# Somerville crappie



## KILT610 (Feb 24, 2006)

Fished at Lake Somerville Marina and kept 8 slab crappie from 14" to 1512"this moning on live minnows...Saw several other slabs caught.......I also caught 5 huge bream and a 4 pound bass...The big bream are already moving in around the marina, which is unusual for this time of year......All we need is an extended warm spell and the crappie will really kick in high gear...Now that I'm retired and have a trailer there, I'll be there quite a bit....Hope to see some of the 2coolers there.......Capt. Wayne


----------



## Froggy69 (Jul 21, 2004)

thanks for the report,thinking about taking my son up there sunday.just hoping the weather isn't too bad saturday.


----------



## ratherbfishin (Feb 10, 2007)

fished yegua??? creek today...8am to 1pm...caught 10 crappie to 14". slow, my guess because of storm headed in....NO WHITE BASS!!!??? good thing I have a crappie hole! only one other boat on the water...he was headed to nails for crappie. I think we were the only ones who braved the weather....Bloody Marys helped!!!


----------



## Froggy69 (Jul 21, 2004)

we're going in the morning,hopefully the weather doesn't make the fishing too tuff tomorrow..


----------



## Buck1986 (Mar 28, 2006)

Bringing my family there to the marina u spoke about today. Hope to see u there my 8 year old is looking forward to it


----------



## Froggy69 (Jul 21, 2004)

we fished from about 8:30 til 4:30 .the bite was slow,seen a few crappie caught but they were few and far in between.we had no luck with minnows so i got some worms and me and my son did some perch jerking.the worms saved the day.we started with 2 dozen minnows and i think i gave a dozen away when we left. 

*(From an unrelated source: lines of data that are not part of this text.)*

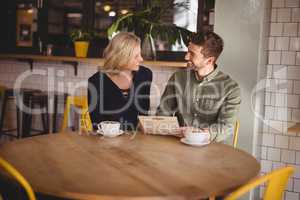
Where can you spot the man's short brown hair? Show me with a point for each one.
(211, 43)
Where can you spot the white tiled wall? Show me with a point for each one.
(282, 96)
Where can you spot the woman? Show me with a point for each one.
(120, 91)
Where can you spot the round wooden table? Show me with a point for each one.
(141, 166)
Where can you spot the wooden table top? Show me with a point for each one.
(74, 166)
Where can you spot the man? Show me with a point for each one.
(202, 96)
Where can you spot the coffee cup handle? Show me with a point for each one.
(100, 131)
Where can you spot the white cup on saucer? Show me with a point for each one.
(109, 128)
(196, 136)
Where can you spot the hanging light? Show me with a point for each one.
(112, 13)
(124, 11)
(106, 8)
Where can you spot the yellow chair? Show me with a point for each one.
(82, 103)
(18, 176)
(275, 184)
(236, 133)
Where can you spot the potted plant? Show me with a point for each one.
(147, 24)
(81, 41)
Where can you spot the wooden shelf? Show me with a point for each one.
(74, 60)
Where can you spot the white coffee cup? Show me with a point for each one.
(109, 128)
(196, 136)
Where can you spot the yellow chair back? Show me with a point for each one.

the main thing is my son (10) said he had fun and wanted to know when we were going back. so i can say i had a GREAT!!!! day.


----------



## ratherbfishin (Feb 10, 2007)

AWESOME!!! My wife and I are working on our first kiddo and it is all I can do to not think about taking my child fishin'...I hope he's hooked for life!


----------



## Froggy69 (Jul 21, 2004)

i believe he is.now i just have to make the time to keep him hooked.really looking forward to when he ties into a solid white bass on his ultralite combo on the creek by our house.the only prob with it is having to listen to all the smack talk he will be doing if it happens.but that is a problem i can definately live with.

GOOD LUCK!!! on the first kiddo, i can't imagine my life without my two.


----------



## jaybird1 (Jan 21, 2008)

was that big creek marina? is there others on thelake


----------



## Froggy69 (Jul 21, 2004)

it was lake somerville marina


----------



## railman (Aug 1, 2004)

KILT610 said:


> Fished at Lake Somerville Marina and kept 8 slab crappie from 14" to 1512"this moning on live minnows...Saw several other slabs caught.......I also caught 5 huge bream and a 4 pound bass...The big bream are already moving in around the marina, which is unusual for this time of year......All we need is an extended warm spell and the crappie will really kick in high gear...Now that I'm retired and have a trailer there, I'll be there quite a bit....Hope to see some of the 2coolers there.......Capt. Wayne


I was there last wednesday the 20th and caught some nice crappie to 15" and a few small bream.The bite was kind of slow.There was a 15lb Buffalo caught from the marina.All in all we had a good day.


----------